As Starbucks continued to see an increase in mobile traffic, they realised that a desktop site performs poorly on a mobile device and decided to move to responsive in 2012.
Surf clothing brand O’Neill saw a huge jump in conversion, transactions and revenue in the 3 weeks after the launch of their responsive website. In comparison, the 3 weeks' prior Android conversion was up over 400%.
What is Adaptive Web Design?
In cases where further optimisation is required, or the functionality required on desktop vs. mobile is significantly different, Adaptive Web Design can be employed.
Adaptive Web Design basically means: detecting the device (and its capabilities) accessing the site, and delivering a different set of assets and experience. Typically this is done by identifying the browser making each request and responding with content deemed more suitable for the identified device.
Other examples are subtler. Access http://www.theguardian.com on a desktop and again on a mobile device, and you might be fooled into thinking it was just a responsive website, but if we analyse the payload in each case we can see a different story:
Clearly, accessing The Guardian on a mobile device results in far fewer requests for content and a much smaller page size. Both will contribute to a better, faster experience for a mobile user.
Tripadvisor pulls the same trick, but in doing so also highlights a downfall of Adaptive approach:
On a mobile device the request count drops to just 8, but the payload is still 1.2 MB - how? Two of those requests are for images that are ~500 KB each. All that effort those clever engineers put into providing the ability to optimise for mobile has been undone by a careless content manager.
Tripadvisor's faux pas aside, these two examples prove that high traffic sites can employ adaptive techniques without needing to resort to polluting the web with m.sites.
Whether adaptive rendering will continue to be a necessary approach is as yet unclear. Certainly grouping devices into broad categories is becoming increasingly unclear - is a phablet a phone or a tablet? As HTML becomes more semantic, reducing the overall document bloat, mobile network speeds continue to increase and the W3C continue to work on standards such as responsive images, there is likely to be less need to differ the initial payload in years to come.
What we can say with certainty however is that even with an adaptive approach, the need for responsive remains. In the three examples of adaptive rendering above, all three still employ responsive techniques on the mobile payload. Why? Because they know that even though they can broadly group a set of devices into the “mobile” category, there is already enough device variability out there that you still need responsive techniques, even when delivering mobile optimised content.
3 steps to Responsive
A successful RWD implementation is far from a purely technical exercise. It requires careful user experience and design consideration to achieve the business goals and work closely with the tech team to ensure that what’s being proposed works from a UX perspective but is also technically achievable.

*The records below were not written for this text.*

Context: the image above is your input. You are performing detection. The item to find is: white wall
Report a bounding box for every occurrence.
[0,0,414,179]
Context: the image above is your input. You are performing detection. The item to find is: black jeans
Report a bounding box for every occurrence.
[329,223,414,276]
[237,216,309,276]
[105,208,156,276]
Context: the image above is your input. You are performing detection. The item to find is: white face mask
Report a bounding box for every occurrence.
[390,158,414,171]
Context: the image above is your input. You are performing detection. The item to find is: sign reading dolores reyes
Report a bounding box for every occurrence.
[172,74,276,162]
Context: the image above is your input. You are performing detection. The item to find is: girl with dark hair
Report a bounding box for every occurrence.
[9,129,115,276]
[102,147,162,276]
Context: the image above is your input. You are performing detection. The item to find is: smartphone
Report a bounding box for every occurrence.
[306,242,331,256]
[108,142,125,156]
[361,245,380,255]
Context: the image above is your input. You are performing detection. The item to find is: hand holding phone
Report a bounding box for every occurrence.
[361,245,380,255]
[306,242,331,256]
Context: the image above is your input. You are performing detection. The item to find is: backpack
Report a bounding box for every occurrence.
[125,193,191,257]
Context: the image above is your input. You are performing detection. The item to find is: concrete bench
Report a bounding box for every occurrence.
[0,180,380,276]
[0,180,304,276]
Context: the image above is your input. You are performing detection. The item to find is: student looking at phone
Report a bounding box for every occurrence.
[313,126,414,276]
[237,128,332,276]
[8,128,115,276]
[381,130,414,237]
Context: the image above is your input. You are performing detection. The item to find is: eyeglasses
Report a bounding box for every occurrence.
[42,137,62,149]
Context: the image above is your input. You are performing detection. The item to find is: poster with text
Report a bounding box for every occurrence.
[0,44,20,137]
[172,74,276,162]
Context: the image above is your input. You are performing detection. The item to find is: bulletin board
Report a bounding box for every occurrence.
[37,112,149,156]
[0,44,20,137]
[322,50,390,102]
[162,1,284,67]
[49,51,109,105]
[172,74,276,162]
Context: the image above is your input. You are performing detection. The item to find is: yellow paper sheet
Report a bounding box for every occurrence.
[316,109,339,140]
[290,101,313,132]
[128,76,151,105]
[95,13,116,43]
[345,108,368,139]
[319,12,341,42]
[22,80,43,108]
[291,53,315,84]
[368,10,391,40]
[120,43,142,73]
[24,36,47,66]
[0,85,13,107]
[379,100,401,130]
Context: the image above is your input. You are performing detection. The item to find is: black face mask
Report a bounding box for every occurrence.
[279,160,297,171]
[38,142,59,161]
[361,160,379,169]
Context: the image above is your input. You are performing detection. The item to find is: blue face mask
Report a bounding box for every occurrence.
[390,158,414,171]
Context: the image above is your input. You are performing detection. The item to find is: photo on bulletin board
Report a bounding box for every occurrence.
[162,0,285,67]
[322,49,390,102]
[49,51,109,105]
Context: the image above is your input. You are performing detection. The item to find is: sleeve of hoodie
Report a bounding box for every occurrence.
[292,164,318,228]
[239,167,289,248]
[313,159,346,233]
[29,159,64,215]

Building a responsive website doesn’t happen by accident or as an afterthought: it starts at the UX and Design phase.
Whilst mobile networks are getting faster and mobile devices more powerful, the mobile world remains incredibly fragmented, and part of your responsive strategy is to decide the spectrum of that fragmentation you’re going to consciously support.
What are you waiting for?
If you want to find out more about what Red Badger can offer, take a look at our Reponsive Web Design fact sheet. (PDF 1.1MB)
If you are driving sales transactions, pushing content or focused on improving customer service through the online experience right now, and you're not taking Responsive Web Design into consideration, you’re doing it wrong, snubbing a large and rapidly increasing share of your users, and missing out on potential market share and revenue.
Responsive Web Design is the answer to both dealing with today's proliferation of device screen resolutions and tomorrow's as-yet-unknown form factors. The world of internet connected devices is only moving in one direction, and investment spent today that doesn’t address that is wasted.